This project will create intelligent computer systems for personalized and precise risk prediction and diagnosis of cardiovascular and other "lifestyle diseases" from genomic data and measurements of circulating protein concentrations in the blood.
Lifestyle diseases result from malfunctioning processes in multiple organs, which communicate by secreting proteins in the bloodstream. By intercepting these signals, we aim to detect malfunctioning processes before the disease manifests itself in clinical symptoms. Modern "omics" technologies measure the concentrations of thousands of blood proteins simultaneously, vastly expanding medical diagnostic capabilities. However, for most of these proteins we do not know their role in disease. In other words, we can intercept the communication signals between organs, but we do not know the language they are written in.
Machine learning is a branch of artificial intelligence that can decode complex signals, given sufficient training data. This project will have privileged access to a unique resource of anonymised measurements of genomic data, blood protein concentrations, and molecular activity levels in organs from more than twenty thousand Nordic individuals.
To distinguish causation from correlation in big data, the project will use a technique called "Mendelian randomization" that mimics randomised controlled trials by assigning individuals to groups based on their genetic profiles. We anticipate that statistical machine learning models based on causal relations will result in truly predictive, intelligent systems for risk prediction and diagnosis of complex, lifestyle diseases.

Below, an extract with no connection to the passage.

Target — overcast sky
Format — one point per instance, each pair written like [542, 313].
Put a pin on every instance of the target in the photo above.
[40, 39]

This project will create intelligent systems for personalized and precise risk prediction and diagnosis of non-communicable diseases using multi-omics data, by developing, implementing and validating novel algorithms for structure learning and inference in large-scale, multi-organ causal Bayesian gene networks, based on computational methods that we have developed previously to infer, characterize and validate gene regulatory networks in complex diseases.
Risk prediction algorithms are used to identify high-risk patients for early intervention to reduce the premature mortality from non-communicable diseases, but we have yet to discover models that can integrate the tens of thousands of data points that can be measured by omics technologies in a single drop of blood.
To distinguish causation from correlation in multi-omics data we will develop non-parametric models for causal inference between tens of thousands of variables.
To link multi-omics causal networks from multiple organs to disease states we will develop novel algorithms for large-scale Bayesian network structure learning.
To create intelligent systems for risk prediction and diagnosis of non-communicable diseases that only use blood-based measurements we will develop efficient methods for inference in large-scale Bayesian networks.
To implement a proof-of-concept application in cardiovascular medicine we will apply newly developed methods on a unique resource of multi-omics data from more than twenty thousand Nordic individuals to which the project will have privileged access.
This project is an international and interdisciplinary collaboration in bioinformatics, systems biology, computer engineering, machine learning and cardiovascular medicine that will deliver a well-validated and scalable platform to create intelligent systems for personalized and precise risk prediction and diagnosis of non-communicable diseases that will identify high risk individuals more accurately than existing methods.